CryptoQuant data shows Bitcoin is undergoing its longest period of decoupling from the S&P 500 since 2020.
While equities continued to perform, Bitcoin entered a downturn starting in October, diverging from its usual correlation with traditional markets.
The shift was triggered by a major liquidation event on Oct. 10, when roughly 70,000 BTC in open interest was wiped out, erasing months of positioning in a single session.
Since then, Bitcoin has remained under pressure amid geopolitical tensions and macro uncertainty, even as equities initially held up.
The divergence suggests crypto may have already absorbed significant downside and highlights Bitcoin's tendency to react more sharply to global risk events.
According to More Crypto Online's Elliott Wave analysis, Bitcoin has completed a five-wave decline from its mid-March high, increasing the risk of further downside.

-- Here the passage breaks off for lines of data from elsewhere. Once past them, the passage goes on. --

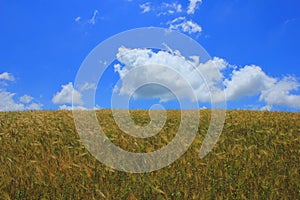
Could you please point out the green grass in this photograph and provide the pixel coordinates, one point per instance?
(256, 157)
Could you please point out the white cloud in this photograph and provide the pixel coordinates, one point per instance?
(66, 95)
(93, 19)
(77, 19)
(26, 99)
(180, 73)
(193, 6)
(145, 7)
(8, 103)
(184, 25)
(87, 86)
(169, 8)
(34, 106)
(266, 108)
(8, 100)
(161, 9)
(247, 81)
(280, 93)
(7, 76)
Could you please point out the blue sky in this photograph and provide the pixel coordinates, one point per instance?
(43, 44)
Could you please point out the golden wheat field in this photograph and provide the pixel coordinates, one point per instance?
(256, 157)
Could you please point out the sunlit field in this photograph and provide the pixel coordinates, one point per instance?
(256, 157)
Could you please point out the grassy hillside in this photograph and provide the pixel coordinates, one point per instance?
(256, 157)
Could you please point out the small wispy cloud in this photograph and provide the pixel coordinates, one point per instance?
(77, 19)
(93, 19)
(161, 9)
(193, 6)
(7, 76)
(184, 25)
(67, 95)
(146, 7)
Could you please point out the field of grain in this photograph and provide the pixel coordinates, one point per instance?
(256, 157)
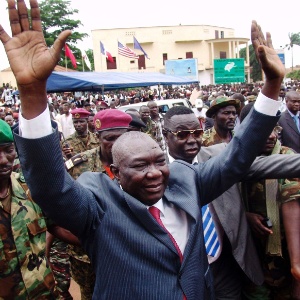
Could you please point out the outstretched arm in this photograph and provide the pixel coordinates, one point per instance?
(269, 60)
(30, 59)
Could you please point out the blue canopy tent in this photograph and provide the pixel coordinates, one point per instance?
(105, 81)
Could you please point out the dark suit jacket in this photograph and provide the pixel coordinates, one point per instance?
(290, 135)
(230, 210)
(132, 255)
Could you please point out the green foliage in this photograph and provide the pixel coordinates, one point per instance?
(57, 16)
(294, 40)
(256, 72)
(294, 75)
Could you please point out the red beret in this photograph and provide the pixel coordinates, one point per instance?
(80, 113)
(102, 103)
(111, 119)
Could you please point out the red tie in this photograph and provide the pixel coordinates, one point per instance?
(155, 212)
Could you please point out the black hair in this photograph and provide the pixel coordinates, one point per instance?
(177, 110)
(245, 111)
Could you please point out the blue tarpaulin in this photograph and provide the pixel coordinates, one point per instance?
(97, 81)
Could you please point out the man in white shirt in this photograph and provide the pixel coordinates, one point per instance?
(133, 256)
(66, 121)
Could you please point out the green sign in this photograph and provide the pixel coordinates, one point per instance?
(229, 70)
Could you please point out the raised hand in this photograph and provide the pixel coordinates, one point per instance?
(30, 59)
(265, 53)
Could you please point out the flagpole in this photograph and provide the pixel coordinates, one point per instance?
(66, 62)
(119, 56)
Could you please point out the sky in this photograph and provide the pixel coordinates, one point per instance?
(279, 19)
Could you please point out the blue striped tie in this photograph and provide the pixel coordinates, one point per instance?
(212, 244)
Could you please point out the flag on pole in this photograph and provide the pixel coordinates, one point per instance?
(136, 45)
(68, 53)
(86, 59)
(126, 51)
(106, 53)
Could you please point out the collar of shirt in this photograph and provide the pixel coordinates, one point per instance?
(292, 115)
(171, 159)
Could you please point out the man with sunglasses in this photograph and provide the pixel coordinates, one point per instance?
(119, 225)
(237, 258)
(290, 122)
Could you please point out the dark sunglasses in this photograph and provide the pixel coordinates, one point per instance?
(184, 134)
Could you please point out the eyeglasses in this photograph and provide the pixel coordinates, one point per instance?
(277, 129)
(184, 134)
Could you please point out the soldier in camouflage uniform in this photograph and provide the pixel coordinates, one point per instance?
(109, 124)
(156, 125)
(82, 139)
(264, 199)
(78, 142)
(145, 116)
(223, 111)
(24, 271)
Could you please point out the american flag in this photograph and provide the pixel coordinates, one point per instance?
(125, 51)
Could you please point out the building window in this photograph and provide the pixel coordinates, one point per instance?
(130, 33)
(223, 54)
(165, 57)
(141, 62)
(111, 65)
(189, 55)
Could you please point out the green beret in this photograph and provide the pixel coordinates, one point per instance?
(5, 133)
(219, 102)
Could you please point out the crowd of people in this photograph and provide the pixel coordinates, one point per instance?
(198, 203)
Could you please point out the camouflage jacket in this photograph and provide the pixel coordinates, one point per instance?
(288, 188)
(82, 144)
(148, 128)
(156, 133)
(276, 263)
(90, 163)
(211, 137)
(24, 271)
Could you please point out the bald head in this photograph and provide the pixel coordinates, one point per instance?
(292, 100)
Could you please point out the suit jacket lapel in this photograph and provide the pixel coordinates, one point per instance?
(291, 122)
(146, 219)
(178, 197)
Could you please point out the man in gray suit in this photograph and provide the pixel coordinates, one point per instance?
(238, 256)
(290, 122)
(133, 256)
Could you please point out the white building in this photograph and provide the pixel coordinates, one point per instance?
(202, 42)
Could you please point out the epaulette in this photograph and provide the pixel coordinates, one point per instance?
(75, 160)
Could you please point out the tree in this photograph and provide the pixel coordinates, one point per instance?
(256, 73)
(56, 16)
(294, 40)
(294, 75)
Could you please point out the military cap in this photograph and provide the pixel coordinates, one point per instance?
(251, 98)
(198, 103)
(219, 102)
(102, 103)
(136, 121)
(80, 113)
(111, 119)
(5, 133)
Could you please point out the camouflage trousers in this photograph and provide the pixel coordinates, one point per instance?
(60, 265)
(84, 275)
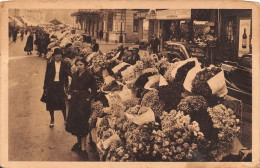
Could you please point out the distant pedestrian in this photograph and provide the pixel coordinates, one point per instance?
(82, 91)
(22, 34)
(26, 31)
(29, 44)
(154, 43)
(44, 44)
(15, 35)
(55, 82)
(101, 34)
(94, 46)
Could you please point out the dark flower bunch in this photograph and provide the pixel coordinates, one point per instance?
(183, 71)
(97, 111)
(225, 121)
(171, 95)
(192, 104)
(99, 62)
(120, 124)
(139, 141)
(113, 86)
(142, 80)
(134, 110)
(152, 100)
(117, 152)
(103, 127)
(179, 140)
(196, 107)
(200, 85)
(131, 103)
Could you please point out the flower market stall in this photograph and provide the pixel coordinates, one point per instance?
(154, 110)
(149, 109)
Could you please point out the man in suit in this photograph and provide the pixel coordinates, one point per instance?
(55, 85)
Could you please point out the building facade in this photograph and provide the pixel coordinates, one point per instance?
(186, 25)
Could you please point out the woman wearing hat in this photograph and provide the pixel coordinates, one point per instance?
(82, 91)
(56, 80)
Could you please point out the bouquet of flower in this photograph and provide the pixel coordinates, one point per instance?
(163, 65)
(134, 110)
(171, 95)
(99, 62)
(192, 104)
(139, 142)
(210, 81)
(116, 106)
(183, 70)
(104, 130)
(97, 111)
(179, 140)
(196, 107)
(149, 60)
(152, 100)
(132, 72)
(117, 152)
(168, 72)
(131, 103)
(226, 122)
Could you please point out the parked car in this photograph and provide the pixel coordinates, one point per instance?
(239, 77)
(180, 51)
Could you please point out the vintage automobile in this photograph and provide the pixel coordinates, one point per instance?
(180, 51)
(239, 78)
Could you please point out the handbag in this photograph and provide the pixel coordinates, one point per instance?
(44, 97)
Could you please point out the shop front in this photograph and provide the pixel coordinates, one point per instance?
(236, 33)
(88, 22)
(169, 25)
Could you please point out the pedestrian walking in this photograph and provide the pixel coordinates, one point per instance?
(82, 91)
(101, 34)
(29, 44)
(55, 82)
(15, 35)
(22, 34)
(44, 45)
(94, 46)
(154, 43)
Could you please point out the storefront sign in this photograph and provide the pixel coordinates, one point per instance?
(170, 14)
(244, 36)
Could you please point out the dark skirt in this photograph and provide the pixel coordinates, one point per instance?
(78, 116)
(56, 97)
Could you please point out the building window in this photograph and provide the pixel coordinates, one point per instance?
(136, 23)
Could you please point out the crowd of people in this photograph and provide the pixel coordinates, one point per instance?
(70, 78)
(79, 75)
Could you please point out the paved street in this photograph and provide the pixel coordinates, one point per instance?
(30, 138)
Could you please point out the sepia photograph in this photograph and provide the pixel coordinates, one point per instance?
(130, 84)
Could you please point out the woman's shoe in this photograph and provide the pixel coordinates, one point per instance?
(76, 147)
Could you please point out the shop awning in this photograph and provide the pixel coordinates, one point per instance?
(87, 12)
(14, 21)
(173, 14)
(55, 22)
(29, 22)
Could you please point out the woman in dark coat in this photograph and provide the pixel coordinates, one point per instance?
(82, 90)
(29, 44)
(94, 46)
(56, 81)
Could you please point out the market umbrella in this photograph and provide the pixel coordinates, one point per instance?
(55, 22)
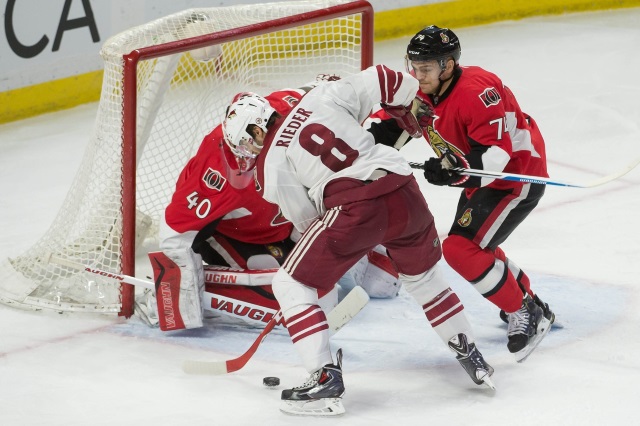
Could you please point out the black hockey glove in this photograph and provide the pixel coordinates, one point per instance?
(405, 118)
(438, 171)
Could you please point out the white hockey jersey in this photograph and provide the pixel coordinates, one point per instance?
(322, 139)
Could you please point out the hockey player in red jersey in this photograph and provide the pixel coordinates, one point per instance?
(347, 195)
(216, 216)
(472, 120)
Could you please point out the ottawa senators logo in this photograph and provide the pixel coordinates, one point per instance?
(279, 219)
(275, 251)
(490, 96)
(437, 142)
(290, 100)
(255, 180)
(465, 219)
(213, 179)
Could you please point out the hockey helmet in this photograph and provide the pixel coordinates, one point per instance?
(434, 43)
(247, 108)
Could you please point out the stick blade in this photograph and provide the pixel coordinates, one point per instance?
(211, 368)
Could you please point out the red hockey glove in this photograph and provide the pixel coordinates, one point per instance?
(405, 118)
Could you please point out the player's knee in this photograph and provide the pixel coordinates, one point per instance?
(291, 293)
(457, 251)
(380, 277)
(426, 286)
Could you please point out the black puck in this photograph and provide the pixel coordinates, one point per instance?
(271, 381)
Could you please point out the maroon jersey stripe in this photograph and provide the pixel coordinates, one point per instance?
(306, 323)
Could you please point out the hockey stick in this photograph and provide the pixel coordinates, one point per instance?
(537, 179)
(337, 318)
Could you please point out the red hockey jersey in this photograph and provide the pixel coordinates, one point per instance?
(478, 113)
(210, 187)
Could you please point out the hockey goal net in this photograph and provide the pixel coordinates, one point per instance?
(166, 85)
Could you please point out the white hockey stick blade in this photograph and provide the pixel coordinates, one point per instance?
(540, 180)
(348, 308)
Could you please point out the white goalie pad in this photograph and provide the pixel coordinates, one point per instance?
(179, 280)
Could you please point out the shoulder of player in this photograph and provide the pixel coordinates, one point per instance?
(476, 88)
(284, 100)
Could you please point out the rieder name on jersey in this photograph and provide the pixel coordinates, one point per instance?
(287, 132)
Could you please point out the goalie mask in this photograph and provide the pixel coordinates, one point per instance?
(247, 108)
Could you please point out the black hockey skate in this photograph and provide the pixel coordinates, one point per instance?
(320, 395)
(527, 327)
(548, 314)
(472, 361)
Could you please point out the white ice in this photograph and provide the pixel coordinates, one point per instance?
(577, 75)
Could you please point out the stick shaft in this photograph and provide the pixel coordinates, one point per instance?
(537, 179)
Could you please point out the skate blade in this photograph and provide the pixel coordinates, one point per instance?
(543, 329)
(316, 407)
(486, 381)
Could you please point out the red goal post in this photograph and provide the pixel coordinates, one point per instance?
(165, 86)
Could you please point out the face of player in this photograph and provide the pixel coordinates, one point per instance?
(430, 75)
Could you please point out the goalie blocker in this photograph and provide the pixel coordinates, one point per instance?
(246, 294)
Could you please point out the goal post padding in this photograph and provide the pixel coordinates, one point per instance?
(166, 84)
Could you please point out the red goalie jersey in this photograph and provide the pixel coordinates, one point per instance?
(212, 193)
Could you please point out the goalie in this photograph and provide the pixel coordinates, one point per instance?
(217, 217)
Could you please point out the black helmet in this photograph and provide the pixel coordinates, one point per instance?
(434, 43)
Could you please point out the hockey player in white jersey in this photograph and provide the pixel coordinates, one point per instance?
(346, 195)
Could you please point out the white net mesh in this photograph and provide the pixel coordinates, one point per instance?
(179, 100)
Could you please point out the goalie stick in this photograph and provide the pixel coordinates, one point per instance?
(337, 318)
(537, 179)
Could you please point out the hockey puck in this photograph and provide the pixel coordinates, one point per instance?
(271, 382)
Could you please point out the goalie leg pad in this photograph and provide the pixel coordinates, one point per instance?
(179, 280)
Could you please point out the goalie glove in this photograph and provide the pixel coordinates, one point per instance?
(405, 117)
(440, 171)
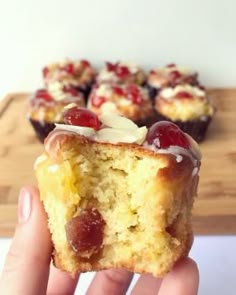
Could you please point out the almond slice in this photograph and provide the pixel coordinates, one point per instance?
(116, 135)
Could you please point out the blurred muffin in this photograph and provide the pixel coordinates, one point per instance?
(121, 73)
(170, 76)
(74, 74)
(128, 100)
(186, 106)
(45, 110)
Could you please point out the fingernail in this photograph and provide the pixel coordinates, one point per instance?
(24, 206)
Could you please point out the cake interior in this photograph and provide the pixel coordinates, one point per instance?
(146, 215)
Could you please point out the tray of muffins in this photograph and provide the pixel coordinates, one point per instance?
(171, 93)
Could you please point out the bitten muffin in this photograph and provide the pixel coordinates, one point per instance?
(121, 73)
(170, 76)
(118, 196)
(44, 110)
(129, 100)
(188, 107)
(74, 74)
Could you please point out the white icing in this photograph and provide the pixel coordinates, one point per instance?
(127, 131)
(171, 92)
(176, 151)
(118, 122)
(108, 107)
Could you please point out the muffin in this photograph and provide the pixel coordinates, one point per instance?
(45, 110)
(188, 107)
(118, 196)
(129, 100)
(170, 76)
(121, 73)
(74, 74)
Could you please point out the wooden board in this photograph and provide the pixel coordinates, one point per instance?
(215, 207)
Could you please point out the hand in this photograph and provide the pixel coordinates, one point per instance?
(27, 269)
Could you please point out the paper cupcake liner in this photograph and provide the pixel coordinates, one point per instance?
(42, 129)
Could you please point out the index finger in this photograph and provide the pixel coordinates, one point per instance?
(26, 268)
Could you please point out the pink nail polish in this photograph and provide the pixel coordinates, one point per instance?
(24, 206)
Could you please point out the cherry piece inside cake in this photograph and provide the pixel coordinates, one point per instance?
(116, 195)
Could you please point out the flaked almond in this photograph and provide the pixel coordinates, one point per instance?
(117, 122)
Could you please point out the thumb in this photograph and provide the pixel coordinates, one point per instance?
(26, 268)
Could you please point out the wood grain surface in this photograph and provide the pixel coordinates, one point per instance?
(215, 208)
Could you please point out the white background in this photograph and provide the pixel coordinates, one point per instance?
(199, 34)
(216, 258)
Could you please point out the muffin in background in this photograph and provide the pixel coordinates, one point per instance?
(188, 107)
(121, 73)
(67, 73)
(45, 110)
(170, 76)
(128, 100)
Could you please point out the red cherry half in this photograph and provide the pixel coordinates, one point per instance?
(122, 71)
(184, 94)
(174, 75)
(69, 68)
(85, 63)
(118, 90)
(165, 134)
(171, 65)
(43, 94)
(81, 117)
(111, 67)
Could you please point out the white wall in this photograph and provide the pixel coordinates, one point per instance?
(199, 34)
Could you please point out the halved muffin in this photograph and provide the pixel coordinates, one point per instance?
(118, 196)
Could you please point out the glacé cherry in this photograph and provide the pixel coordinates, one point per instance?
(81, 117)
(165, 134)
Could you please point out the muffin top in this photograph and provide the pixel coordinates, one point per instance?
(171, 75)
(44, 107)
(161, 138)
(68, 72)
(121, 72)
(184, 103)
(129, 100)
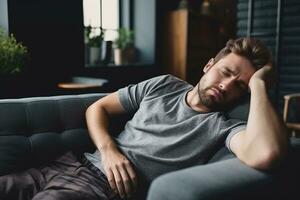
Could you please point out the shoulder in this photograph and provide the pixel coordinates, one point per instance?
(167, 80)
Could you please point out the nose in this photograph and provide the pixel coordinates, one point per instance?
(226, 83)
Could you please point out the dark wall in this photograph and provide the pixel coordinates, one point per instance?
(53, 32)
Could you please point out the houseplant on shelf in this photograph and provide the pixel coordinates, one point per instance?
(12, 55)
(93, 42)
(124, 51)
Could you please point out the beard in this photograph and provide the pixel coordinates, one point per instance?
(208, 100)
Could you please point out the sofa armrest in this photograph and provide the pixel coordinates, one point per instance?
(38, 129)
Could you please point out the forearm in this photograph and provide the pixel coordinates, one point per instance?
(266, 136)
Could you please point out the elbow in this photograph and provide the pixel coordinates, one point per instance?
(267, 159)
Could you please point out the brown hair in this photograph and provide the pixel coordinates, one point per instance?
(252, 49)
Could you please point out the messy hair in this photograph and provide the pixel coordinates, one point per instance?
(252, 49)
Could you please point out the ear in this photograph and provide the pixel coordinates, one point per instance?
(209, 64)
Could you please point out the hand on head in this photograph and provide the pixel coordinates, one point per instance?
(265, 74)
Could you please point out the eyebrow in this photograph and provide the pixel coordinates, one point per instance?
(231, 71)
(245, 85)
(242, 83)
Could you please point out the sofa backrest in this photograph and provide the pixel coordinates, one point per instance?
(36, 130)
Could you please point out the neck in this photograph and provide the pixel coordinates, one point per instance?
(193, 101)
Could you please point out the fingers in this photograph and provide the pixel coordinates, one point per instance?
(111, 180)
(126, 182)
(132, 176)
(119, 183)
(122, 179)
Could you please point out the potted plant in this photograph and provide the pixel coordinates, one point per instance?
(93, 42)
(12, 55)
(124, 50)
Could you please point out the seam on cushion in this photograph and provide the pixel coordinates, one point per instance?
(61, 128)
(27, 123)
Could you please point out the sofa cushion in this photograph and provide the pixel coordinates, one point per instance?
(38, 129)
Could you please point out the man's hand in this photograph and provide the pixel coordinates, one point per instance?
(265, 74)
(119, 172)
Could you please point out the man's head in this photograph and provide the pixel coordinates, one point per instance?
(226, 77)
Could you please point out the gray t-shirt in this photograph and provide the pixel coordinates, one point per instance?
(165, 134)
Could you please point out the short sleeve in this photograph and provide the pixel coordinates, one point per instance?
(131, 96)
(233, 132)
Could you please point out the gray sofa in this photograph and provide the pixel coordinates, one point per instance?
(36, 130)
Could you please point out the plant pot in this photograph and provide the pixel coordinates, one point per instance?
(95, 55)
(124, 56)
(118, 56)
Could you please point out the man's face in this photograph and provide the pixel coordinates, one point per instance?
(224, 82)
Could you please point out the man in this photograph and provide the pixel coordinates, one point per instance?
(174, 126)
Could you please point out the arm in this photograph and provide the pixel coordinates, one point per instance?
(265, 140)
(119, 171)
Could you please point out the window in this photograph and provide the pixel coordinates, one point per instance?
(101, 20)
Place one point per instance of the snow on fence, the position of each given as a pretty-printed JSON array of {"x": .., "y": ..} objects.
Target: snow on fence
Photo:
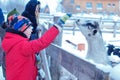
[{"x": 77, "y": 67}]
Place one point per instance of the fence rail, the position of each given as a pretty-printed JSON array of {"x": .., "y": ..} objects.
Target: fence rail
[{"x": 80, "y": 68}]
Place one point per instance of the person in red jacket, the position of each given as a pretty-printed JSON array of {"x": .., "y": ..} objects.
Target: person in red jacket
[{"x": 20, "y": 50}]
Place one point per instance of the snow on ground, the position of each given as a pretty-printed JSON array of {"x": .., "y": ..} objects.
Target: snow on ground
[{"x": 79, "y": 38}]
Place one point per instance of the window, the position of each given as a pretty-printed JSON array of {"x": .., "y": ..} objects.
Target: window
[
  {"x": 88, "y": 5},
  {"x": 109, "y": 5},
  {"x": 99, "y": 6},
  {"x": 72, "y": 1},
  {"x": 78, "y": 7}
]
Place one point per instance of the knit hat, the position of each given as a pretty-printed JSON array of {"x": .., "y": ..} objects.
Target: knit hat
[
  {"x": 13, "y": 12},
  {"x": 19, "y": 23},
  {"x": 31, "y": 6}
]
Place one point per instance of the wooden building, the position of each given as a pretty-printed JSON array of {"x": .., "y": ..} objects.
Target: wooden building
[{"x": 94, "y": 6}]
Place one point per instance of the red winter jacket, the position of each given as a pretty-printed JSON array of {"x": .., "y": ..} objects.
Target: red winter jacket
[{"x": 20, "y": 53}]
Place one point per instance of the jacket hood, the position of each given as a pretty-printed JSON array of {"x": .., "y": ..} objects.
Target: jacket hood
[{"x": 12, "y": 38}]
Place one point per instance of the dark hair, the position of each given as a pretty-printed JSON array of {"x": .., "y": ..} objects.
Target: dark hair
[{"x": 31, "y": 6}]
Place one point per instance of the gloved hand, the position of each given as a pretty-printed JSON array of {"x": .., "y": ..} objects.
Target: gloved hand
[{"x": 61, "y": 21}]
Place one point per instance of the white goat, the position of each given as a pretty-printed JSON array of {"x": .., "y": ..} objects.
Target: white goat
[{"x": 96, "y": 46}]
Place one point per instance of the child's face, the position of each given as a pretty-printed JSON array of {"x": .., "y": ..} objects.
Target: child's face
[{"x": 28, "y": 31}]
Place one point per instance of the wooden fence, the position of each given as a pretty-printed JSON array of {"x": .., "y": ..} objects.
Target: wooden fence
[{"x": 78, "y": 67}]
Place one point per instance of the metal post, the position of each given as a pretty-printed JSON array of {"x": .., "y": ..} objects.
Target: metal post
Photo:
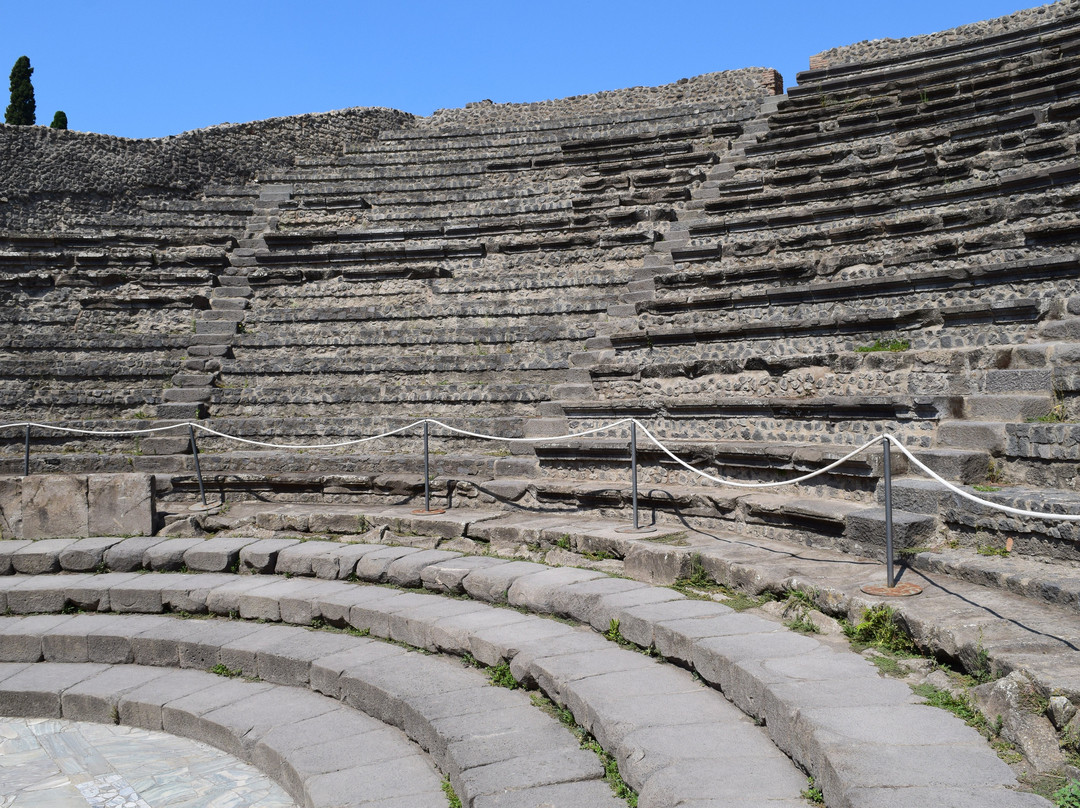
[
  {"x": 194, "y": 454},
  {"x": 427, "y": 480},
  {"x": 891, "y": 579},
  {"x": 427, "y": 471},
  {"x": 633, "y": 468}
]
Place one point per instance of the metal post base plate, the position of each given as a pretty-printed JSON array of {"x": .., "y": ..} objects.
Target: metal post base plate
[{"x": 901, "y": 590}]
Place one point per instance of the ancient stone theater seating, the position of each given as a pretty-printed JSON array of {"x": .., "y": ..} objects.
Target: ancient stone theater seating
[
  {"x": 919, "y": 200},
  {"x": 767, "y": 281}
]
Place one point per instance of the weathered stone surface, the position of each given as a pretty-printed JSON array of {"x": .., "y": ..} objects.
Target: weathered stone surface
[
  {"x": 88, "y": 554},
  {"x": 120, "y": 505},
  {"x": 127, "y": 555},
  {"x": 167, "y": 556},
  {"x": 448, "y": 575},
  {"x": 216, "y": 555},
  {"x": 40, "y": 556},
  {"x": 11, "y": 508},
  {"x": 261, "y": 556},
  {"x": 7, "y": 550},
  {"x": 54, "y": 506}
]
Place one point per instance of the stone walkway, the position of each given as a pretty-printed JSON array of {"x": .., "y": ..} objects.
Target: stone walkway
[
  {"x": 864, "y": 738},
  {"x": 48, "y": 763}
]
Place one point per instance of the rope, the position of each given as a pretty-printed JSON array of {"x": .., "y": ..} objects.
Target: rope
[
  {"x": 738, "y": 484},
  {"x": 1015, "y": 511},
  {"x": 607, "y": 427}
]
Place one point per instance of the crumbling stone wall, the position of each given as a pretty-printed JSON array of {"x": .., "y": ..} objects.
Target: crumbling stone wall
[
  {"x": 882, "y": 49},
  {"x": 727, "y": 89},
  {"x": 52, "y": 178}
]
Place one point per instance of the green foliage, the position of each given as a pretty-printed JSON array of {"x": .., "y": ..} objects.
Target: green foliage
[
  {"x": 22, "y": 110},
  {"x": 221, "y": 670},
  {"x": 612, "y": 633},
  {"x": 959, "y": 705},
  {"x": 501, "y": 676},
  {"x": 1068, "y": 795},
  {"x": 619, "y": 786},
  {"x": 893, "y": 346},
  {"x": 812, "y": 793},
  {"x": 880, "y": 629},
  {"x": 799, "y": 604},
  {"x": 451, "y": 796}
]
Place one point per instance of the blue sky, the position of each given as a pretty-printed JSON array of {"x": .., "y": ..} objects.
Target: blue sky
[{"x": 158, "y": 67}]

The most bearish scenario points to a potential bounce into the $70,500–$74,800 resistance zone, followed by a move lower toward $55,000–$56,000. A weak rebound would reinforce this outlook.
A bullish scenario remains possible but would require a strong break above resistance to regain momentum and target the $80,000 level.
In the near term, analysts say the next few days are critical, with price reactions around key support and resistance likely to determine Bitcoin's next move.